What is the difference between outputs and outcomes?
Outputs are…… …the products, services or facilities that result from an organisation's or project's activities. Outputs can include: services you offer products you sell or give away (for example, booklets) and facilities you provide. They are what you 'put out' as a result of your activity.
Outputs are not ……. the benefits or changes you achieve for your users they are the interventions you make to bring about those achievements. THEY ARE THE THINGS THAT YOU DO!

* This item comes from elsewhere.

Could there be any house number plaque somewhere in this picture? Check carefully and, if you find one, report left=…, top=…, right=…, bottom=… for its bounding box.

Outputs relate to objectives. Objectives are the planned areas of activity through which you intend to achieve your aims. Outputs are specific services and products you offer to carry out those objectives. e.g. Objective: to provide one-to-one reading support. Outputs: 30 one-to-one reading courses of 10 sessions each.
Outcomes ….are the changes, benefits, learning or other effects that happen as a result of what the project or organisation offers or provides (outputs)
For example People who attend reading courses: Are more confident at reading Read better Read outside our classes well enough to have independent lives Have improved self-confidence all round.
The importance of planning Why do we want to do it and for whom? What will we monitor and evaluate? How will we do it? Who will do it and do we have the right skills? When will we do it? What resources will we need, including outside support? What will we do with the information we get?
Integrating monitoring and evaluation “Monitoring and evaluation systems should be developed when an organisation or project first starts up, so that collecting information becomes part of everyday life.” Often there are later opportunities to expand, develop or focus monitoring: when an organisation is changing or developing when information is needed for assessment against quality standards when information is needed for strategic planning.